Alerte Océan:la planète bleue vacille et avec elle, l’équilibre de la vie sur Terre
Recouvrant plus de 70 % de la surface du globe et représentant plus de 90 % du volume habitable pour le monde vivant selon les données publiées par la Fondation pour la Recherche sur la Biodiversité ( FRB) , l’océan n’est pas seulement une immensité d’eau salée : il est le cœur battant de notre système vivant.
Véritable poumon climatique, il absorbe plus d’un tiers du dioxyde de carbone émis par les activités humaines et régule les températures à l’échelle mondiale. Il constitue aussi le plus vaste espace habitable de la planète, abritant une biodiversité d’une richesse encore largement méconnue.
Mais derrière cette immensité se cache une réalité inquiétante.
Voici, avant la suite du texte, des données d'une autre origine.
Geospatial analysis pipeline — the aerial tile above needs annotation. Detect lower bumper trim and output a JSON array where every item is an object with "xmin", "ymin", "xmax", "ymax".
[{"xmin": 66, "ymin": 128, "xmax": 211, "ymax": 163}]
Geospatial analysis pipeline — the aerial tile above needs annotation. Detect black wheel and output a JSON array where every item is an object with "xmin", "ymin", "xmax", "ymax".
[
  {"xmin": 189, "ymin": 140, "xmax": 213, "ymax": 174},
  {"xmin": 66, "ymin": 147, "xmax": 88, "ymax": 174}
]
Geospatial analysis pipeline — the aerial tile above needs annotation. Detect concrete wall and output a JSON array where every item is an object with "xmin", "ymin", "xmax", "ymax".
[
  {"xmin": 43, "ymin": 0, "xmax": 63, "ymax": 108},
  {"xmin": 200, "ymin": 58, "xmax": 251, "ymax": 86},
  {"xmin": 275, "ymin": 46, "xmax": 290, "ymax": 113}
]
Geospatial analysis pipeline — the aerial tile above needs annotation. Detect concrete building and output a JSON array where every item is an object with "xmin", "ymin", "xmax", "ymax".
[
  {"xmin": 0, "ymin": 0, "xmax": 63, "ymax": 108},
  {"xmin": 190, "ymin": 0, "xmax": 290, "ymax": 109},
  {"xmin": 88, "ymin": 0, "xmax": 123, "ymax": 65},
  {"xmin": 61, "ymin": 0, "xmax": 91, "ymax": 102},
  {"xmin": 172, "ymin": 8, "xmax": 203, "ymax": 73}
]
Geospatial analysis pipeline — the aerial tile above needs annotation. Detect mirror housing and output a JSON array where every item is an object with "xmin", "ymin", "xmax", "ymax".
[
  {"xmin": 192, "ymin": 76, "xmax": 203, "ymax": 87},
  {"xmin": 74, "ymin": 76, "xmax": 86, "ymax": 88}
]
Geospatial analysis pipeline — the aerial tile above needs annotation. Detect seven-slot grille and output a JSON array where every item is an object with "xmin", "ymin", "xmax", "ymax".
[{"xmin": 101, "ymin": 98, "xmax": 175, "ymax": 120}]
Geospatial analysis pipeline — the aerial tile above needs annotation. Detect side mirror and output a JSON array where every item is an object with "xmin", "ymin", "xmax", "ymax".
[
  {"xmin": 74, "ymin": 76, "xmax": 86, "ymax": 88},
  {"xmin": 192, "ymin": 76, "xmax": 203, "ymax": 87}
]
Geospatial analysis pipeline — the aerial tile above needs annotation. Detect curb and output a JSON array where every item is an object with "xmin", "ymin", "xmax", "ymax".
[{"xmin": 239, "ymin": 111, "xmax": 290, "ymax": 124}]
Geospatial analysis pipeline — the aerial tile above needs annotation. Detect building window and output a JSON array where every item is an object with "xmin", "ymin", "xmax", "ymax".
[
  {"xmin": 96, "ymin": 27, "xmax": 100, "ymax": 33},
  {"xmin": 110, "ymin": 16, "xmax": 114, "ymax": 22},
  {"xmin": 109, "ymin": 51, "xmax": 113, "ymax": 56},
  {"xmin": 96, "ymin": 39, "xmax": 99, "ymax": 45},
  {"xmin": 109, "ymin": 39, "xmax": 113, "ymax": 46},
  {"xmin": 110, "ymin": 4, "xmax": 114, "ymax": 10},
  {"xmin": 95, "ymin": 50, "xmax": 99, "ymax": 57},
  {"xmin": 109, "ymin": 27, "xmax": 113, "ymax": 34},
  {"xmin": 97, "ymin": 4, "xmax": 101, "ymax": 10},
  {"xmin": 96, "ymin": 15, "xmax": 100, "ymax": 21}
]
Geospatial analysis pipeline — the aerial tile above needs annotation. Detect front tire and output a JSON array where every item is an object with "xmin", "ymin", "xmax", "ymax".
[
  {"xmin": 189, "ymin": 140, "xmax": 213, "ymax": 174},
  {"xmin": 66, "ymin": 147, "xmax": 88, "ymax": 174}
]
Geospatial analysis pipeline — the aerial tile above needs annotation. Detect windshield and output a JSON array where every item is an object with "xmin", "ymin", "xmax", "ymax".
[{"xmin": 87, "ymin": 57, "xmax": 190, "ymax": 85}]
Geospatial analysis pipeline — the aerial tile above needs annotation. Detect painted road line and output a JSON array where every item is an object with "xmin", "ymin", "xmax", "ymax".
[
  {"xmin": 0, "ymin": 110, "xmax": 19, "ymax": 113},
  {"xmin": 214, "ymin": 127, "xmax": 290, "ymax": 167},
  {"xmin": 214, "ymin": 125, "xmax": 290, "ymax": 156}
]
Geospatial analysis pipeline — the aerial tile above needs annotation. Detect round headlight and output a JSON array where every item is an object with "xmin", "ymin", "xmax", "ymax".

Chaque jour, des millions de tonnes de polluants se déversent dans les mers. Plastiques, hydrocarbures, rejets industriels : autant de menaces invisibles qui s’accumulent et étouffent les écosystèmes marins. À cela s’ajoute la surpêche, qui vide les océans plus vite qu’ils ne peuvent se régénérer, mettant en péril la sécurité alimentaire de milliards d’êtres humains dépendants des ressources marines.
Le tourisme de masse, souvent mal encadré, fragilise les littoraux, tandis que le changement climatique agit comme un multiplicateur de crises. Réchauffement des eaux, acidification, montée du niveau de la mer : les effets sont déjà visibles. Les coraux blanchissent, les espèces migrent ou disparaissent, et les chaînes alimentaires se déséquilibrent.
Pourtant, tout n’est pas perdu
Les scientifiques identifient aujourd’hui des leviers d’action concrets : création d’aires marines protégées, régulation des activités de pêche, réduction drastique des pollutions, et transition vers des modèles économiques plus durables. Protéger l’océan, ce n’est pas seulement préserver un écosystème lointain. c’est garantir notre propre avenir.
Car sans océan en bonne santé, il n’y a pas de climat stable, pas de biodiversité florissante, pas de sécurité alimentaire durable.
L’urgence est là. Et elle est collective.